A insuficiência do discurso econômico

Há tempos venho alertando para a insuficiência do discurso público do Ministro da Fazenda Guido Mantega. Está-se em uma fase crucial da economia. Há mudanças estruturais profundas e o desconforto daí decorrente, a dificuldade da retomada do crescimento e, ao mesmo tempo, os efeitos da crise econômica global.

Sem o discurso eficiente por parte da autoridade econômica, abre-se espaço para uma atoarda ampla, na qual as dúvidas dos agentes econômicos são potencializadas pelo choro dos prejudicados pelas mudanças.

Por exemplo, atribui-se a falta de investimentos à insegurança da economia devido ao excesso de intervencionismo do governo. Ora, todas as intervenções têm sido no sentido de melhorar o ambiente econômico. Se existe uma lógica na ação, onde a insegurança?

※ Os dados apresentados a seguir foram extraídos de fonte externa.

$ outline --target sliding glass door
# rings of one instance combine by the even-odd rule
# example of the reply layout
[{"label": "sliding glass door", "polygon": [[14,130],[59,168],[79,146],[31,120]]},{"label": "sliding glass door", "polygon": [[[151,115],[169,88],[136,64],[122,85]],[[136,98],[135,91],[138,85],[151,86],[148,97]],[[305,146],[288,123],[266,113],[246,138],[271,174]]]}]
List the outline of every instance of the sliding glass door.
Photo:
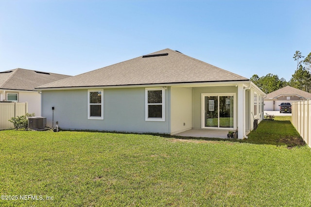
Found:
[{"label": "sliding glass door", "polygon": [[202,94],[202,128],[234,128],[235,94]]}]

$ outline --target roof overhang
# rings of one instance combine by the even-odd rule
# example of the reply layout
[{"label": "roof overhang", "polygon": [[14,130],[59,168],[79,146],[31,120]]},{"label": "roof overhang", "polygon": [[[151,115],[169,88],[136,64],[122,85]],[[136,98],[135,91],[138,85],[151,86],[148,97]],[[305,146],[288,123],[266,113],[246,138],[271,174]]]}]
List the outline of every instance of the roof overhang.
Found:
[{"label": "roof overhang", "polygon": [[0,88],[0,91],[14,91],[16,92],[35,92],[36,93],[37,90],[21,90],[21,89],[11,89],[9,88]]},{"label": "roof overhang", "polygon": [[[241,81],[210,81],[202,82],[179,82],[179,83],[161,83],[154,84],[146,84],[139,85],[104,85],[104,86],[84,86],[79,87],[68,87],[59,88],[36,88],[38,91],[51,91],[60,90],[77,90],[77,89],[89,89],[98,88],[142,88],[150,87],[163,87],[163,86],[173,86],[173,87],[204,87],[204,86],[236,86],[238,84],[244,83],[249,84],[250,80]],[[260,89],[259,89],[260,90]]]},{"label": "roof overhang", "polygon": [[299,96],[298,94],[281,94],[280,95],[279,95],[275,97],[274,98],[277,98],[279,97],[281,97],[281,96],[285,97],[285,96],[298,96],[300,98],[305,98],[305,97],[301,96]]},{"label": "roof overhang", "polygon": [[182,83],[163,83],[141,85],[111,85],[111,86],[80,86],[69,87],[59,88],[38,88],[36,89],[39,91],[59,91],[69,90],[87,90],[97,89],[112,89],[112,88],[146,88],[152,87],[200,87],[212,86],[238,86],[238,84],[242,84],[244,87],[249,87],[255,91],[263,95],[266,94],[261,91],[256,85],[249,80],[240,81],[210,81],[203,82],[182,82]]}]

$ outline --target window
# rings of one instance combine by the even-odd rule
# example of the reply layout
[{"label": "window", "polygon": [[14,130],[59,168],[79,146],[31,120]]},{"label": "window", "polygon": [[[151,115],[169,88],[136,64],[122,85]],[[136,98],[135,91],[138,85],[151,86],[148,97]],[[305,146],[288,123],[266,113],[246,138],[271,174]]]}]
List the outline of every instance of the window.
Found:
[{"label": "window", "polygon": [[146,121],[165,121],[164,91],[161,88],[146,89]]},{"label": "window", "polygon": [[8,101],[17,102],[17,94],[7,94],[6,100]]},{"label": "window", "polygon": [[104,119],[104,91],[87,91],[87,118]]},{"label": "window", "polygon": [[254,113],[255,115],[257,115],[257,94],[254,92]]}]

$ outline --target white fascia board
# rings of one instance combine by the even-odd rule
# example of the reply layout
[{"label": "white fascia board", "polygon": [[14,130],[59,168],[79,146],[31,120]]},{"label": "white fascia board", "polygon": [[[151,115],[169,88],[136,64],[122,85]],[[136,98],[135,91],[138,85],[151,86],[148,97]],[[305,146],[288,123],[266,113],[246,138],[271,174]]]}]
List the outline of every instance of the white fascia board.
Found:
[{"label": "white fascia board", "polygon": [[[84,89],[98,89],[105,88],[154,88],[162,87],[196,87],[205,86],[237,86],[240,83],[249,84],[250,80],[241,80],[233,81],[220,81],[220,82],[204,82],[199,83],[157,83],[152,84],[144,85],[117,85],[108,86],[84,86],[84,87],[72,87],[63,88],[36,88],[38,91],[58,91],[64,90],[84,90]],[[260,89],[259,89],[260,90]],[[263,93],[263,92],[262,92]]]}]

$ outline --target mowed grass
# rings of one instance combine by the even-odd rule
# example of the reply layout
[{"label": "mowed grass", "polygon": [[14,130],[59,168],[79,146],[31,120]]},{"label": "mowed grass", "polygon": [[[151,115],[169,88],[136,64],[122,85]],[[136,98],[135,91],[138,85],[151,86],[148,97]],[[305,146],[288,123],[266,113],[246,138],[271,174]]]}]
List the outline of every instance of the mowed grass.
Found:
[{"label": "mowed grass", "polygon": [[263,120],[256,131],[251,131],[245,141],[248,143],[302,146],[305,143],[291,122],[291,116],[276,116],[274,121]]},{"label": "mowed grass", "polygon": [[1,207],[311,205],[306,146],[6,130],[0,152]]}]

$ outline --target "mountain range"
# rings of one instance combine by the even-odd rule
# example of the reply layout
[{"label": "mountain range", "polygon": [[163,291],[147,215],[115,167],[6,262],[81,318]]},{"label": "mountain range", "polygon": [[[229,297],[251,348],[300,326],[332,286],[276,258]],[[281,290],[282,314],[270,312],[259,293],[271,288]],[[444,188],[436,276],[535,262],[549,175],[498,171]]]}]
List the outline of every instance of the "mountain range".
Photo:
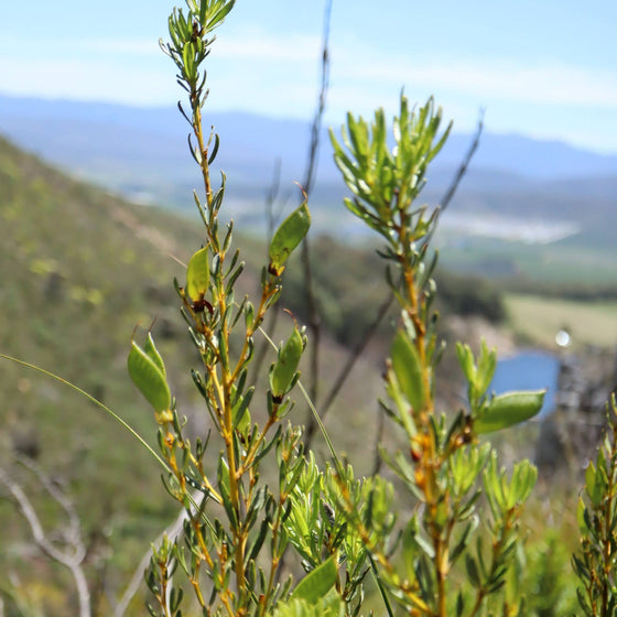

As dúvidas que seguram os investimentos são muito mais comezinhas. O “pibinho” de 2012 lançou dúvidas sobre a capacidade de recuperação da economia. Tendo dúvidas sobre a demanda futura, o empresário segura os investimentos e trata de aumentar marginalmente sua produção, até ficar claro que a capacidade ociosa existente será efetivamente completada.

O problema maior tem sido a hiperatividade da Fazenda, lançando dúvidas sobre as contas públicas. Aí entra a dubiedade do discurso de Guido Mantega. No início do ano, havia uma corrente defendendo a redução do superávit fiscal. Mas Guido insistiu na manutenção da meta de superávit para não dar espaço para as críticas do mercado. Era um contrassenso.

De um lado, estava clara a mudança nos paradigmas da política econômica, priorizando os investimentos. Tinha-se sob controle o principal indicador de desempenho fiscal – a queda sistemática da relação dívida líquida/PIB. Tinha-se uma economia patinando, o que justificaria uma ação contracíclica. E tinha-se a redução da Selic reduzindo o serviço da dívida.

Em suma, a política econômica passou a ter orelha de coelho, focinho de coelho, pata de coelho, mas Guido teimava em continuar chamando-a de gato.

No terceiro trimestre, quando houve a frustração da arrecadação fiscal, o governo estava amarrado à meta fixada na LDO (Lei de Diretrizes Orçamentárias).

Tinha-se, então, duas alternativas: ou mandava uma nova lei ao Congresso, reduzindo a meta de superávit; ou recorria à chamada “contabilidade criativa”.

Decidiu-se pelo segundo caminho. E a tarefa foi entregue ao Secretário do Tesouro Arno Augustin, um tecnocrata arrogante que não se julga na obrigação de se explicar para ninguém.

As medidas foram tomadas no fechamento de 2012 sem que nem Augustin nem Guido se preocupassem em justificá-las ao distinto público. Há toda uma literatura no FMI defendendo medidas contábeis pontuais para fechar as contas. E uma lista de argumentos defensáveis. Deixou-se tudo de lado.

Agora, o principal consultor do governo, ex-Ministro Antonio Delfim Netto, escreveu um artigo arrasador sobre a “contabilidade criativa”.

Delfim fala de cátedra. Em 1979 quando as contas externas foram arrebentadas pela crise do petróleo e juros, recorreu a um amplo estoque de artifícios que pretendia passageiros. No final do governo Figueiredo, o passageiro tinha se transformado em uma barafunda orçamentária que destruiu a credibilidade da política econômica.


Luis Nassif é jornalista. Artigo publicado originalmente em seu blog.